Ingrid Jansen hat vermutlich den spektakulärsten Arbeitsplatz am Lützowplatz in Tiergarten. Die Versicherungskauffrau sitzt in ihrem gläsernen Büro im achten Stock und hat Berlin unter sich liegen. Bis zum Kraftwerk Lichterfelde an der Grenze zu Brandenburg reicht ihr Blick. Die Versicherungsangestellte nimmt ihr Büro aber eher nüchtern hin, obwohl zu den weiteren Vorzügen ihres Arbeitsplatzes der Zugang zu einer großen, mit Holzplanken ausgelegten Sonnenterrasse gehört und damit das Gefühl, Kapitänin auf einer Schiffsbrücke zu sein. Das weiße Bürohaus ist in den oberen Etagen terrassenförmig gebaut, jedes Stockwerk ist kleiner als das darunterliegende. Ingrid Jansen sitzt mit wenigen Kolleginnen ganz oben.
Vor drei Jahren zog ein neuer Mieter ein, der bei Ingrid Jansen für Irritation sorgt. Die Bundeszentrale der AfD sitzt seitdem zwei Stockwerke unter ihr. „Das ist schon ein bisschen merkwürdig“, sagt Jansen, die in Wirklichkeit anders heißt, aber in Verbindung mit der AfD im Haus nicht namentlich genannt werden will. Sie sehe die AfD-Leute zwar selten im Fahrstuhl, aber so richtig passe die Partei nicht ins Haus und zu seiner Geschichte.
Das Gebäude, das an der sechsspurigen Nord-Süd-Achse vom Großen Stern bis zum Rathaus Schöneberg steht, die hier Schillstraße heißt, war einmal ein Gewerkschaftshaus. Die gewerkschaftseigene Versicherung Volksfürsorge (Werbespruch: „Keine Sorge, Volksfürsorge“) errichtete das auffällige Bürogebäude Anfang der 70er Jahre. Die Neue Heimat, das Wohnungsunternehmen des Gewerkschaftsbundes DGB, saß ebenso in der Schillstraße 9/10 wie die Wohnungsbaugesellschaft Wir und die Berliner Filiale der Deutschen Postgewerkschaft.

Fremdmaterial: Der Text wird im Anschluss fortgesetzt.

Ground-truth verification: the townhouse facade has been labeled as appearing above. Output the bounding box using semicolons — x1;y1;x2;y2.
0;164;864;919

Früher war die Fassade mit knallroter Farbe verziert; „und die Wände des Eingangsbereichs waren orange“, sagt die ehemalige Volksfürsorge-Angestellte, und das klingt, als ob Jansen heute darüber staunt, dass so etwas einmal möglich war. Kopfkino, frühe 70er Jahre: Autos in poppigen Farben, Männer mit Schlaghosen, Frauen in knallbunten Kleidern, Kinder mit giftgrünem Wassereis. Doch vor 15 Jahren wurde das Haus saniert, und die 70er-Jahre-Aura verschwand.
„Deutschen Leitkultur“
In der Etage der Postgewerkschaft sitzt jetzt die AfD. Eine Pointe drängt sich auf: Nicht nur erobert die AfD Gewerkschaftsmitglieder als Wähler, wie Studien zeigen, sondern auch deren Räume. Das muss bitter aufstoßen. Gewerkschaften verstehen sich als internationalistisch ausgerichtet und wollen Völker und Religionen nicht gegeneinander ausspielen, die AfD spricht von der „deutschen Leitkultur“.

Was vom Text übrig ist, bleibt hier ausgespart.